The Northern Irishman believed he'd done everything he could to prepare for the tournament being held on his home soil for the first time since 1951. But there was one moment McIlroy admitted he could never have prepared for.
"The way they do it at The Open almost feels like a ring walk for a boxer. People are cheering. You come down the steps and through a tunnel and onto the tee box, and there's this massive ovation," McIlroy recalled.
"And I'm like, 'Woah!' That was the first time I felt it - 'Jesus, this is huge!' And I hadn't prepared myself for it," he continued. "I had prepared for the golf, and the golf course, but I hadn't prepared for that feeling.
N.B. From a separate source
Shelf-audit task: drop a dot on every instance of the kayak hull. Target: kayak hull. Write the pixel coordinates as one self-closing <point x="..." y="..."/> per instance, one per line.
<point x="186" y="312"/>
And I don't know if I could have prepared for that feeling."
McIlroy, who added he's always nervous before heading to the first tee, infamously hooked his opening tee shot out of bounds, which led to a quadruple-bogey eight.
"I was overwhelmed by the support," he said. "I looked up and just thought, 'Holy shit!' So that was the moment, and then nervous, real nervous."
The nerves were even more apparent when McIlroy asked his caddie, Harry Diamond, what club to hit on No. 1.
"I said to Harry before the first tee shot, '4-iron?' I had played the 2-iron the week before in Scotland and wasn't fully comfortable with it, but 4-iron wasn't the right club," McIlroy explained. "He said, '2-iron is not reaching the bunker. Hit the 2-iron.' And I said, 'OK.'"
McIlroy shot a 79 in Round 1 and narrowly missed the cut by one shot after shooting a 65 on Day 2.
In the end, McIlroy can apply a phrase he commonly uses to his disappointing performance at the 2019 Open Championship: win or learn.